Bir süre sonra kendime geldikten sonra depodan çıkarak yoldan bir taksi çevirmiş ve mahallemize gitmiştim.
Semra teyze beni eve girmeye çalışırken görmüş ve aklı çıkmıştı haliyle.."Sen böyle şiddet eğilimli kavga eden biri değilsin oğlum kim yaptı bunu sana? Hadi anlat..anlatta bir çaresine bakalım."
"O yaptı..
Yani onun adamları.""Kimin?"
"Kenan olacak o pisliğin."
"Ben sana dedim Emir'i vermezler dedim."
"Vermediler de zaten. Bir gece misafir ettiler, ben de Emir'i alıp köyde ki evimize götürecektim fakat son anda yetiştiler. Emir'i alıp götürürken beni de adamları bu hale getirdi işte."
"Nasıl yani çocuğu mu kaçırıyordun?"
"Çocuk dediğin özbe öz yeğenim Semra teyze. Ayrıca kaçırmıyordum o da benimle gelmeyi kabul etmişti."
"Yine de bu yaptığının yanlış olduğu gerçeğini değiştirmiyor."
"Yanlış veya doğru ne farkeder? O adam zorbanın teki ve yeğenim onun yanında büyüyemez, buna izin vermiycem. Her şeyi zorbalıkla halletmeyeceğini de öğrenecek."
"Planın ne peki? Şikayet falan mı edeceksin?"
"Hayır, sadece vazgeçmeyeceğim o kadar.
Birde şey..
Eğer senin de iznin olursa Orhan amcanın arabayı bir süreliğine alabilir miyim? Sürekli taksi veya toplu taşıma kullanmak zor oluyor. Çizmem, çarpmam çok iyi kullanır, işim bitince de yerine bırakırım.""Sen bana annenin emanetisin..teyzeler anne yarısıdır derler. Sen benim oğlumsun..
Sen kullanmayacaksın da kim kullanacak? Orhan amcanı kaybettikten sonra araba iki yıldır orda öylece bekliyor. İstediğin gibi kullanabilirsin senin zaten.""Emeğin , desteğin o kadar büyük ki..nasıl ödeyeceğimi hiç bilmiyorum..üstelik yine borçlandıkça borçlanıyorum."

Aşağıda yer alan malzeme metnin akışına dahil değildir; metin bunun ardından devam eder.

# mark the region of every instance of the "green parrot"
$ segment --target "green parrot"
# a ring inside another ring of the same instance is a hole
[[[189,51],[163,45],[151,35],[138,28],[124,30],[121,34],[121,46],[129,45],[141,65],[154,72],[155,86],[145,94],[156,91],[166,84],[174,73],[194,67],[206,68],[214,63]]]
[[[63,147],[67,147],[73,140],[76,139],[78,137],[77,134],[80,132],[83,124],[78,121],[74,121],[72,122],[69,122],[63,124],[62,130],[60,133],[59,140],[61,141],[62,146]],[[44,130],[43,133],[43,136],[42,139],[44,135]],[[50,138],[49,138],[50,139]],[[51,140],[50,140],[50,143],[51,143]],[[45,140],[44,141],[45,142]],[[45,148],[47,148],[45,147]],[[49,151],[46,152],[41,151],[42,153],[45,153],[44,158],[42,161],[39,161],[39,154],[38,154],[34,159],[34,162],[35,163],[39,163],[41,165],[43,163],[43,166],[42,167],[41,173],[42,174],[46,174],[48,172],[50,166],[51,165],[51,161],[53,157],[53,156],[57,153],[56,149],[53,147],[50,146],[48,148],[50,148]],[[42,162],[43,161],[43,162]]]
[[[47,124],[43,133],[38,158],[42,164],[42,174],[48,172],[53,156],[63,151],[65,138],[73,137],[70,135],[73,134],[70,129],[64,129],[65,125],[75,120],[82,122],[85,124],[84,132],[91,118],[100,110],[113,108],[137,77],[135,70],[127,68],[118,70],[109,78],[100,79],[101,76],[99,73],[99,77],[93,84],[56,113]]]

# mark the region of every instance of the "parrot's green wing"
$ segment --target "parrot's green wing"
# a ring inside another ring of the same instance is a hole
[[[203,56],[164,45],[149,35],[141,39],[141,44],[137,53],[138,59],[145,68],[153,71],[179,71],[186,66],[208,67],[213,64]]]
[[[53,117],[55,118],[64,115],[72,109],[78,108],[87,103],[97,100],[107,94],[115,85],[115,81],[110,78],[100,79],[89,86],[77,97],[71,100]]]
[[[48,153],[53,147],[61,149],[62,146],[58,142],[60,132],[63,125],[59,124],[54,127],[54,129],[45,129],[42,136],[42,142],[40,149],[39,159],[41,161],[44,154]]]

"Hadi hadi başlama yine. Ben eve geçiyorum şimdi akşama da şöyle en sevdiğin yemeklerden yapıyorum ve geliyorsun tamam mı? Şimdilik canın bir şey istemiyor diye zorlamıyorum yat dinlen, akşama tekrar bakarız yarana da."
"İyiyim iyiyim canım yanmıyor zaten."
"Yansa da söylemezsin biliyorum."
Demiş ve kendi evine geçmişti Semra teyze. Bense akşama kadar biraz uzanıp dinlendikten ve dinlenirken bu evde geçen anılarımı gözümün önüne getirdikten sonra akşam yemeği için Semra teyzeye geçmiştim. Yine masada yok yoktu..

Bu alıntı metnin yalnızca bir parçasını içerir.